Plant Direct
- Cover of Plant Direct
- Discipline: Plant science
- Language: English
- Edited by: Richard Haslam

Publication details
- History: 2017–present
- Publisher: John Wiley & Sons (United States)
- Frequency: Monthly
- Open access: Yes
- Impact factor: 2.3 (2024)

Standard abbreviations
- ISO 4: Plant Direct

Indexing
- ISSN: 2475-4455
- OCLC no.: 966642061

Links
- Journal homepage;

= Plant Direct =

Open-access scientific journal in plant science

Plant Direct is a peer-reviewed open-access scientific journal covering research in plant science. It was established in 2017 and is published by John Wiley & Sons in collaboration with the American Society of Plant Biologists and the Society for Experimental Biology.

The journal publishes research across a range of areas in plant biology, including genetics, development, physiology, and genomics.

==History==
Plant Direct was published in 2017 as a collaboration between the American Society of Plant Biologists, the Society for Experimental Biology, and Wiley. In its first editorial, editor-in-chief Ivan Baxter described the journal as focusing on the publication of “sound science,” with manuscripts of technical quality and the extent to which conclusions are supported by data rather than perceived impact.

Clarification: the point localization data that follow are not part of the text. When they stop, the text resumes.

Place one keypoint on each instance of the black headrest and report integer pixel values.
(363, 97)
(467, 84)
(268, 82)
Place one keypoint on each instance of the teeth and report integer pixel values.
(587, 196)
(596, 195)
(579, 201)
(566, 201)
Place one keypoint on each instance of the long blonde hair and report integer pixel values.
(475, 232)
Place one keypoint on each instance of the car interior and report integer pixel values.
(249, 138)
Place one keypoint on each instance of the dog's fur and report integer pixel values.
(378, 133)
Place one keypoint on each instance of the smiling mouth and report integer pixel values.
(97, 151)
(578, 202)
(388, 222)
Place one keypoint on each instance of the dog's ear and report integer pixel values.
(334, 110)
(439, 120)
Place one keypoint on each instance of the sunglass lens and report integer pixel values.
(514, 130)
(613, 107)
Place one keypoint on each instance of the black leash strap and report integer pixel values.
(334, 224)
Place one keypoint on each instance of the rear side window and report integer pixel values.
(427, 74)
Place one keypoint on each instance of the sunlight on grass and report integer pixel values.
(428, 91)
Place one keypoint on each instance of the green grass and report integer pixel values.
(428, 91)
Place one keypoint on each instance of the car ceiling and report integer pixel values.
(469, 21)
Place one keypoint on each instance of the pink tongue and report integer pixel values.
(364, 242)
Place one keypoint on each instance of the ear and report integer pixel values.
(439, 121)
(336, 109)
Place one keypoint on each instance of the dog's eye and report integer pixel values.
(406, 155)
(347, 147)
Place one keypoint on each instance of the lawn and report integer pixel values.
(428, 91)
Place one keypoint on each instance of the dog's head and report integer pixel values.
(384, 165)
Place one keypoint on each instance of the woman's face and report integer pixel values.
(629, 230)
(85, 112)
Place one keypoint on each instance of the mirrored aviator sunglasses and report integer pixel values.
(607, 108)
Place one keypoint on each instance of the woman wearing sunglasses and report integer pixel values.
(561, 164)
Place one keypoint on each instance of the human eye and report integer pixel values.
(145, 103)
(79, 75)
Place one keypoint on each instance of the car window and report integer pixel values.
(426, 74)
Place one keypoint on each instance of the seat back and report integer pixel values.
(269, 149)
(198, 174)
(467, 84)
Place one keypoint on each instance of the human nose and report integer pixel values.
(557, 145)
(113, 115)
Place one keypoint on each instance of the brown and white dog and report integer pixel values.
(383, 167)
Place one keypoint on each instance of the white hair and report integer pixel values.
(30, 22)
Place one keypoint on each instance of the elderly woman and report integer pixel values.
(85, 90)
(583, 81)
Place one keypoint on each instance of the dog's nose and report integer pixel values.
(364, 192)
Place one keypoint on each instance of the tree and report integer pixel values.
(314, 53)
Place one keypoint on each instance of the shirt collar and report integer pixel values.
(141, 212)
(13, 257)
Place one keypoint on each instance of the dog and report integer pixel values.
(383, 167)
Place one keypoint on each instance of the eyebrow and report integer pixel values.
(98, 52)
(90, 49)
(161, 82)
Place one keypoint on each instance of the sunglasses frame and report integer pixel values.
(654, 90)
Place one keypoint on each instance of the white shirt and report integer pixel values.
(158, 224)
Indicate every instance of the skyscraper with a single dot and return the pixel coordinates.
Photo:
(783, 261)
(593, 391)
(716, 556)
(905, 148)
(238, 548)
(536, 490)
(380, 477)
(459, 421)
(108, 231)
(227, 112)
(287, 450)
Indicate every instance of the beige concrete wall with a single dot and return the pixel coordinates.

Plant Direct forms is associated with the American Society of Plant Biologists, alongside Plant Physiology and The Plant Cell, with which it shares manuscript transfer systems.

==Scope and publishing model==
The journal operates as an online-only, open-access publication. It uses a peer-review model in which submissions are assessed for methodological soundness and adherence to ethical and reporting standards. In addition to direct submissions, the journal accepts transferred manuscripts from partner journals, sometimes including prior peer reviews.